“I’ve asked Tad to come in and tell us what he knows,” the detective said. “I need you to listen, to corroborate, or not, the things he says. He’s our only lead to your father’s thinking and we don’t have time to waste.”
“I can just go, get another identity, start over. It worked before, it can work again.”
“Did it?” Chantel asked, staring her down.
For six years, it had.
“Trust us, Miranda. I realize it’s a tall order, but you’ve been in Santa Raquel four years now. You know Lila and everyone at the Stand. You know me. You definitely know Max. And we know you. We don’t know Brian O’Connor. He has no power here.”
She wanted to believe that. So badly.
“Give us a chance to get him. To put him away. Give us a chance to give you your life back. A real life. One where you don’t have to keep wads of money and emergency bags in your car. One where your son can make friends he can keep for a lifetime if he wants.”
She wanted help. God, how she wanted help. She’d been alone for so long. Eleven years old was far too young to take the weight of the world on your shoulders.
But she was her mother’s daughter. Had to make her proud. She wouldn’t be a victim. Wouldn’t let him win.
“Sometimes it takes the most strength to stay and fight.” Chantel’s words hit her at her core. She’d been fighting for so many years.
But she’d never stood up to her father. She’d only run. To college. And Jeff. To Miranda Blake.
She’d made the right choices then.
Maybe, now, the right choice was different.
“Fine,” she said.
* * *
At Chantel’s urging Tad walked in, sat down. Miranda wouldn’t look at him.
The three of them were at a round table with four chairs. Two vending machines lined the wall directly across from him, behind Miranda and Chantel. One held packaged junk food. Chips. Pretzels. Candy. The other, microwave meal choices. Soup. Pasta. The microwave was on the counter behind him. He’d seen it when he came in.
The refrigerator, next to the vending machines, had smudges on the handle. And the Formica floor beneath the table was cracked.
Apologies were choking him in their need to escape. But this wasn’t his show.
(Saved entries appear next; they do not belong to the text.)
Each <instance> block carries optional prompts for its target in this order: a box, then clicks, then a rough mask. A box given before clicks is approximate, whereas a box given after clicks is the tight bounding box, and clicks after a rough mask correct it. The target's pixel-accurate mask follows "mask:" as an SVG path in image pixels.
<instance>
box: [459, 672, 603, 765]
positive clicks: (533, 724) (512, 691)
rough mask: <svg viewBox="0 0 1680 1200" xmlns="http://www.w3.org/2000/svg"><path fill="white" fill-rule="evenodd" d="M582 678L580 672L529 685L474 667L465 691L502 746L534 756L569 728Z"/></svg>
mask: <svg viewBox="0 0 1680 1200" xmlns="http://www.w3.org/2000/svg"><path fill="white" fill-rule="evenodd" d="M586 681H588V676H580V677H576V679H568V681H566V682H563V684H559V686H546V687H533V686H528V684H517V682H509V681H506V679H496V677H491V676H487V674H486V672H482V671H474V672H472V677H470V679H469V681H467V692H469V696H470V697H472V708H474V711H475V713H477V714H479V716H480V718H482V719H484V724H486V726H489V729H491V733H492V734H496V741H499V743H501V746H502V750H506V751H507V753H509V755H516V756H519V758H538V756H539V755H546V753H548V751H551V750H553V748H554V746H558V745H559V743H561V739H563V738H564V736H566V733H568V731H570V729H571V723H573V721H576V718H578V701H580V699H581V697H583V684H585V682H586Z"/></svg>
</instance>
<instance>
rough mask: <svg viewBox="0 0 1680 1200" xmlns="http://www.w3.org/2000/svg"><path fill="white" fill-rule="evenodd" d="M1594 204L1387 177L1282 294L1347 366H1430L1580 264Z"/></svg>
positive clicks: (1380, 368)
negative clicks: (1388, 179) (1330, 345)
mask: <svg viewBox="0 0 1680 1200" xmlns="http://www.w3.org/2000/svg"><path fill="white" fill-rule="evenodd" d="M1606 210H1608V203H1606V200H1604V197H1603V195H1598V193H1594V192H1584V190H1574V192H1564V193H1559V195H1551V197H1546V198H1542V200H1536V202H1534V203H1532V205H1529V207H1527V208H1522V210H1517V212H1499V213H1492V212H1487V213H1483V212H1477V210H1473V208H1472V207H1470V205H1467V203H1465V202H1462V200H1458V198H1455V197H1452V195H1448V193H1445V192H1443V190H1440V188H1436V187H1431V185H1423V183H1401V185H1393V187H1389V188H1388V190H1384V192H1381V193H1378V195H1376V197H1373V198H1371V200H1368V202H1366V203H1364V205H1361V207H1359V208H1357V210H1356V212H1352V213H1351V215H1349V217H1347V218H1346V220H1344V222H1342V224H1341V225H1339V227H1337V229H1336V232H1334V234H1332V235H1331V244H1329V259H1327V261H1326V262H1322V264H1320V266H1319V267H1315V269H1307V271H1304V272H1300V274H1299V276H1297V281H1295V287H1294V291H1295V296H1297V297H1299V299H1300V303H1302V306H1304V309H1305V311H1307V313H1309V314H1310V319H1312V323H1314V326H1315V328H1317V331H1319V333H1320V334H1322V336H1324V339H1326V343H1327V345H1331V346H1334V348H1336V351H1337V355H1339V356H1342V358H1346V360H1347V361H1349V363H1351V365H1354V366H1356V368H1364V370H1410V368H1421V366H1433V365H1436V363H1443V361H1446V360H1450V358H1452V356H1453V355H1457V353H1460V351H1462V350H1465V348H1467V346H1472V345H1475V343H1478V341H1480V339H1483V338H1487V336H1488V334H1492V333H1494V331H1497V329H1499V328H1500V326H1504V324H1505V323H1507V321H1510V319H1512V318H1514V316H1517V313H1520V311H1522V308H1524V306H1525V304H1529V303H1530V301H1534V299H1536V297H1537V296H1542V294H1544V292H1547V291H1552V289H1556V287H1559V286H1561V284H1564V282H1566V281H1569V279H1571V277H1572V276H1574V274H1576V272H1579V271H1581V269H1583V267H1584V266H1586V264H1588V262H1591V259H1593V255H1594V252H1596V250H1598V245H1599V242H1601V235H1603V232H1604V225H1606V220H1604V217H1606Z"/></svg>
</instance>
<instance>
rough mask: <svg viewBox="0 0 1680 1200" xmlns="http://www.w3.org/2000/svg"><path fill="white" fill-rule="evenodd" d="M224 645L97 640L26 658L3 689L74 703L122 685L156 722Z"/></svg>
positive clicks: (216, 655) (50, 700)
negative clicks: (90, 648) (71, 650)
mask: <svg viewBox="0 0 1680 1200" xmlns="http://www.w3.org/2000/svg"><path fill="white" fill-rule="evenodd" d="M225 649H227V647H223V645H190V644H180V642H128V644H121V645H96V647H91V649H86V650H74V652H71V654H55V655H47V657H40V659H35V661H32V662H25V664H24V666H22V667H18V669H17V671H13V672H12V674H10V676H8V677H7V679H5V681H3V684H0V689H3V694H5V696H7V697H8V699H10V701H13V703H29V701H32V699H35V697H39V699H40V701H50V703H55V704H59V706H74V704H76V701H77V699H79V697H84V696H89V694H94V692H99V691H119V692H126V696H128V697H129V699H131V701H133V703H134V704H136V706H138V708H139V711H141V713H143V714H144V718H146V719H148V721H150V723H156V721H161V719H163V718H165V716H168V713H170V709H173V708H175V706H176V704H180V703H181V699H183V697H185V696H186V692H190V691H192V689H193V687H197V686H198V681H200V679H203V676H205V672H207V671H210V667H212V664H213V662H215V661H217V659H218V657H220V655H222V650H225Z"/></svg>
He waited for permission to speak.
“Miranda, tell me about the man you know your father to be.”
Surprised that Chantel had turned to Miranda, Tad looked at her, too. He’d been under the impression that he was only going to be allowed to speak about his part in what could turn out to be criminal charges against him.
If someone wanted to try to prove that he’d knowingly aided a man in his attempt to abduct his grandson. Or assault his daughter.
As far as Tad was aware, Brian O’Connor had never had charges filed against him. He’d never even been exposed as an abuser. But he knew that his daughter had fled his abuse. Tad knew none of the details, but he’d put that much together.
“He’s insidious.” The way Miranda said the word suggested she’d thought it many times before. Like it was just something she knew. “All the great stuff he did, the lives he saved, the volunteering, the caring for the community, it was all real. He didn’t fake a bit of it. He can see a burning building falling down at his feet and instinctively know how to save one more person before it collapses completely. And he’s got nerves of steel that let him act on what he knows.”
Tad nodded. And then stopped himself. He didn’t want to admire one damned thing about the man. Was still sick at his own culpability. Still trying to make sense of it all.
Miranda had been lying to protect herself. But the chief had been lying, too. Tad...well, he’d been nothing more than an effing pawn—all puffed up with his own ability to save and protect.
“Your greatest challenge is going to be not to underestimate him,” Miranda said, looking straight at Chantel. “Don’t think you’re his equal. Assume he’ll be outthinking you.” Her sentences were clear. Each one a lecture in itself.
“If you need proof, look at what he just pulled off. He takes a strong, powerful detective like Tad Newberry who, it seems, isn’t from Michigan, after all, and makes him into a patsy—apparently with very little effort.”
He felt the dig clear to his soul. Took it like the man he wanted to believe he was.
“But don’t stop there,” she continued, still with little inflection. A professor, teaching a class. “He knows me, knows enough about Tad, knows human nature. You can’t give him any information. He builds profiles of people from what he learns and intuits about them. He allowed Tad to get close to me in whatever way he could, even if that meant having sex with me.”